You are checking your backups, aren't you?
This is a bit offtopic, but I think it's valuable for anyone wanting to know about encryption - really GOOD encryption when someone's life/freedom may be on the line.
One of the biggest problems with regards to encryption (aside from snakeoil salesmen) is that if someone suspects/knows you're using encryption, they're going to try and get the key out of you. Either by legal means like locking you away in a hole for years until you make with the key, or just resorting to good old fashioned torture to make you cough up the info. Neither option is particularly appealing, so a rather smart solution to the problem was devloped.
Naturally, it's called "Rubberhose" (The website)
The gist of it is that you make a large container file (say, 1gb for example). Inside that container file, are many smaller container files, each one having their own encryption key. You'd have one container with moderate-level stuff that you could "give up" if forced, and another container with the "real good stuff" that you'd get imprisoned/killed if the badguys discovered it.
The interesting way that it works is that in order to get access to the "real good stuff", you need to input the keys to all of the other containers to both decrypt the containers in question, and to fully map the filesystem. No container knows about any other container, nor where it's data is stored inside the 1gb file. Of course the data isn't stored in contigious blocks, and the containers could be fragmented into millions of pieces interwoven with eachother. It's also impossible to "prove" by any means that another container even exists.
So you can open any container and see the info inside it, but all of the containers appear to utilize the entire 1gb of storage space. You never know that anything other than empty space exists in the drive.
It's kind of complex, and I may not have explained it all that well, so before jumping on me, please read up at the website.

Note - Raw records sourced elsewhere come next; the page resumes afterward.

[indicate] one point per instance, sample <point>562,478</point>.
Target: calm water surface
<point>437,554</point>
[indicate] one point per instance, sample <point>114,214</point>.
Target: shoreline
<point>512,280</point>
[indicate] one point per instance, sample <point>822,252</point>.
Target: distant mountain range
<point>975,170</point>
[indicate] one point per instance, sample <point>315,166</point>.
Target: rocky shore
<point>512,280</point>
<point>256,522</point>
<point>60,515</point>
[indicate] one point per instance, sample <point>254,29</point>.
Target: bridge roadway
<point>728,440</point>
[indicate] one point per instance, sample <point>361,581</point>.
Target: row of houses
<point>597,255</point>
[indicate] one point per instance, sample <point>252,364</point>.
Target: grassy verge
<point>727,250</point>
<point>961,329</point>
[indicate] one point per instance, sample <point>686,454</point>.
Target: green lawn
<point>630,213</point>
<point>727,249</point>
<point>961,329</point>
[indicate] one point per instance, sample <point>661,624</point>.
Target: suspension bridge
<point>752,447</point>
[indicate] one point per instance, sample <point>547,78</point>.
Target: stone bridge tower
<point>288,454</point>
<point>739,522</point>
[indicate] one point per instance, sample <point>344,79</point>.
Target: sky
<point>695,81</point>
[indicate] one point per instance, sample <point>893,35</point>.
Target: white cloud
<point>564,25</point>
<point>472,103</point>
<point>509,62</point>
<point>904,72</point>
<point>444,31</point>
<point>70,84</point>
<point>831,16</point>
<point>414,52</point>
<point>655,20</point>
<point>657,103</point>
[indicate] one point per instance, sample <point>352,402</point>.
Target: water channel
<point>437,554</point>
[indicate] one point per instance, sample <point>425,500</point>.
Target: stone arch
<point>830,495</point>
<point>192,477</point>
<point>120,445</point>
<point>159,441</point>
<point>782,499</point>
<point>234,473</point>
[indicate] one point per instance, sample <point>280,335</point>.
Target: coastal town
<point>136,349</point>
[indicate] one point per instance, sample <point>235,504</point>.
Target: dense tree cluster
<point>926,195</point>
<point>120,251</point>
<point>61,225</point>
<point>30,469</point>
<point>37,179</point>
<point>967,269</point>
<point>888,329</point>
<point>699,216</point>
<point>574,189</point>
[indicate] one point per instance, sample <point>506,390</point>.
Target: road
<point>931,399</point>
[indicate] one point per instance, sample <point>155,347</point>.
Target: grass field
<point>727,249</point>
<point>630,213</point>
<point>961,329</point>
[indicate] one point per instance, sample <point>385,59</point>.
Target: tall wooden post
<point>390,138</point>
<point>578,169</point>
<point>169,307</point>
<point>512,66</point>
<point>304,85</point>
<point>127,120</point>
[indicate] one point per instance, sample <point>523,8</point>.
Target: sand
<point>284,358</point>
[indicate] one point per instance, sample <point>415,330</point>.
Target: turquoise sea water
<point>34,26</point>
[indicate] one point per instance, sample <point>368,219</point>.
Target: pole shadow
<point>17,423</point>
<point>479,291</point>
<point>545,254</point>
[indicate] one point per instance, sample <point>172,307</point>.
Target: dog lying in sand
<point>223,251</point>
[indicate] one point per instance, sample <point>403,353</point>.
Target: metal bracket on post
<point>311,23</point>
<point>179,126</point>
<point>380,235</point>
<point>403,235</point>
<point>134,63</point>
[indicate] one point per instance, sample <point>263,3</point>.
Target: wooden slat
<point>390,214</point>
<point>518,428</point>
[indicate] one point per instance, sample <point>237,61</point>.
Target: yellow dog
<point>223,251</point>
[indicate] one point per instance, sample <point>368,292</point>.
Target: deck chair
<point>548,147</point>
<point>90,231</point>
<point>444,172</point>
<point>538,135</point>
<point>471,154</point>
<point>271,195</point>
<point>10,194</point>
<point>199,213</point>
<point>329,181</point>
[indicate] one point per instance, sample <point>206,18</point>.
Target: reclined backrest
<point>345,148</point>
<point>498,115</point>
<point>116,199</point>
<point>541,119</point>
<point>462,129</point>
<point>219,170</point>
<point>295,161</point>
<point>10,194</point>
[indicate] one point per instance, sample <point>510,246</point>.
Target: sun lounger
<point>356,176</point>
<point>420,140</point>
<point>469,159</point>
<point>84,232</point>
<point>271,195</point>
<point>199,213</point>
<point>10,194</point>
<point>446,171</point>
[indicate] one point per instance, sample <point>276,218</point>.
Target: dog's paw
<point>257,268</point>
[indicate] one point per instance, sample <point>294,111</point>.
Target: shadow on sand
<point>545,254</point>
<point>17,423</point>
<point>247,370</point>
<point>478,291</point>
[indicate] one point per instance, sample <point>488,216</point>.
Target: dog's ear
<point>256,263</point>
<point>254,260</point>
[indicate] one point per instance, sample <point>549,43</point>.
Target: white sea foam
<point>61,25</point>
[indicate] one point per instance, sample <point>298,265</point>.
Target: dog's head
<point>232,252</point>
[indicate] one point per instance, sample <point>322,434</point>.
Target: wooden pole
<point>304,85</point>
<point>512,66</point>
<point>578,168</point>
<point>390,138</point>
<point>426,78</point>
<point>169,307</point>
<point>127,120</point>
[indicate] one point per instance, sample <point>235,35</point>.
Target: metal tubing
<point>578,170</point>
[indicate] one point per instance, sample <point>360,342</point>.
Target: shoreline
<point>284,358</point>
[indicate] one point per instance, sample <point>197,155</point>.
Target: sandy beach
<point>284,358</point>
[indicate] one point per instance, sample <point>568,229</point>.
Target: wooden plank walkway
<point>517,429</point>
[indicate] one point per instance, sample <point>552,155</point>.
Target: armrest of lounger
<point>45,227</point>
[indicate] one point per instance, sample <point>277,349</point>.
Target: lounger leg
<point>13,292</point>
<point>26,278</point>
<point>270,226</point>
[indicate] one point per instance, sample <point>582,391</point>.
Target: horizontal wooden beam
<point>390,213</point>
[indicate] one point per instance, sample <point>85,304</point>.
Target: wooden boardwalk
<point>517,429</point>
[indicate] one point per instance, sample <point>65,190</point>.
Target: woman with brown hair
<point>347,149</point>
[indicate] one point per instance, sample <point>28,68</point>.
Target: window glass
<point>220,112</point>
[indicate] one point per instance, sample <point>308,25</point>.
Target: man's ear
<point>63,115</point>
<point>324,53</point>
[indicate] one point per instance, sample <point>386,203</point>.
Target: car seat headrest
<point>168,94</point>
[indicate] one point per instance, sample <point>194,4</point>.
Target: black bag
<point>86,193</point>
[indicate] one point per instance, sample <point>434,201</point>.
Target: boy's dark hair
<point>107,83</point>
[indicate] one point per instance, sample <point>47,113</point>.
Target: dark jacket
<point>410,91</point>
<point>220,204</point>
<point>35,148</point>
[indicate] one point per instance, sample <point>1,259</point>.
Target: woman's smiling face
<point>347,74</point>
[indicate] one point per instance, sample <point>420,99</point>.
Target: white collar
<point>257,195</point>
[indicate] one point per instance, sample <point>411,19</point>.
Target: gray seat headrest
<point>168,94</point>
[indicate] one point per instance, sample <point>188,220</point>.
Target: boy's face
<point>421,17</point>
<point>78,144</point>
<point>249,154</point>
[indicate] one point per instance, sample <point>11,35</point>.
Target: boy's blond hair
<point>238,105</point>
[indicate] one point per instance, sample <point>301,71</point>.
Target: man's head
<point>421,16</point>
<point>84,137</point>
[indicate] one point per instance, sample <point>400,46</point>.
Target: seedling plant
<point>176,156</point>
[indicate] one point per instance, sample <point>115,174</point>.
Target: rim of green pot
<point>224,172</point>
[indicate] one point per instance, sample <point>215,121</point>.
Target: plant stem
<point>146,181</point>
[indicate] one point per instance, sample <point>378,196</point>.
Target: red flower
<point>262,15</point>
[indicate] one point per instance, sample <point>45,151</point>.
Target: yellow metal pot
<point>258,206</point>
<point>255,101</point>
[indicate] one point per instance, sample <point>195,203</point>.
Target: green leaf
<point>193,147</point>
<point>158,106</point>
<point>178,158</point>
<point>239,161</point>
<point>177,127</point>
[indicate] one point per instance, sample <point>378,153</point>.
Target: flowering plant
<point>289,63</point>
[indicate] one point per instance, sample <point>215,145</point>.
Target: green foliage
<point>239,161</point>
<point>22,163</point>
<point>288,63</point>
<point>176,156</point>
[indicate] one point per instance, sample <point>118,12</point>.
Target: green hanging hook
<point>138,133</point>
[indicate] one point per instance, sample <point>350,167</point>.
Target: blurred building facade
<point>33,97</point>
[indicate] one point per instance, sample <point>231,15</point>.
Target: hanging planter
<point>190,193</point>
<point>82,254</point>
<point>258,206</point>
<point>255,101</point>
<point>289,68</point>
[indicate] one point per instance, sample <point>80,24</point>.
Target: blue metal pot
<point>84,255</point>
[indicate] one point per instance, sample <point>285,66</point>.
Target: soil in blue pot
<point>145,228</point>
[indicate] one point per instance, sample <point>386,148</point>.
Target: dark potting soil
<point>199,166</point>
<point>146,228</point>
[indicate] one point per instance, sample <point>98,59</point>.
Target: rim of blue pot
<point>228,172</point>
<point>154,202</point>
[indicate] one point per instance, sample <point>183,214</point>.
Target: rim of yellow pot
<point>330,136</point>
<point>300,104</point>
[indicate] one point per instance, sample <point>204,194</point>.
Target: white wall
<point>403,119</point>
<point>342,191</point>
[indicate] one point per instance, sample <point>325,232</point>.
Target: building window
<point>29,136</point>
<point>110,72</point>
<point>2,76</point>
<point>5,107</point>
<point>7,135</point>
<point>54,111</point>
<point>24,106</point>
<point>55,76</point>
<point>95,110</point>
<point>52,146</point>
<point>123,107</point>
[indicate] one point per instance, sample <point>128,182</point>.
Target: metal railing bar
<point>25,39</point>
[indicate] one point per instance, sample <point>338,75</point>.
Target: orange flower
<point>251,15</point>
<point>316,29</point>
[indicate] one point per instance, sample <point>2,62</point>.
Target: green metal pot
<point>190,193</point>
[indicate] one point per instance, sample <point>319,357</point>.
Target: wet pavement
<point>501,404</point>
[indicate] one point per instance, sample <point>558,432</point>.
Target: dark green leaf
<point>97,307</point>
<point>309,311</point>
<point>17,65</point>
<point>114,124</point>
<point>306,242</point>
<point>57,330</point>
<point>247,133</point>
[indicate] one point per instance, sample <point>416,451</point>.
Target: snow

It's absolutely elegant, although perhaps not currently easy enough to be utilized by the masses. Still, if I was going into hostile territory, this would be the first thing I got operational on my portable equipment.
N.
"Nothing strengthens authority so much as silence." - Charles de Gaulle
Possibly because software encryption kills performance?
AES ceratinly was designed with performance in mind. And it can be implemented efficiently on 8-bit and 32-bit general purpose architectures as well as dedicated hardware. What interests me even more is what mode of operation they are using. I'm researching in modes aimed at disk encryption. It certainly is more complicated than just using CBC and be done with that.
Now if all you wanted to do was ECB mode encryption of the disk, that could be done very efficient in hardware. With 512 byte sectors and 256 bit blocks, you would have 16 blocks per sector, which could be encrypted and decrypted in parallel by 16 independend AES circuits. But of course that is not particular secure.
I have designed a more secure encryption that uses a tree structure on the disk. And involves both hashing and symmetric and assymetric encryption. Obviously it does have a price in terms of disk space, memory requirements, and I/O efficiency. But you get impressive security properties.
I doubt ABIT have done any of that, because the customers probably only want encryption if they can get it for free. Besides it would be stupid anyway considering the ridiculously small key of just 40 bits as mentioned in the specification. They claim it is adequate for general users. I say it is adequate for anybody who doesn't need encryption.
Do you care about the security of your wireless mouse?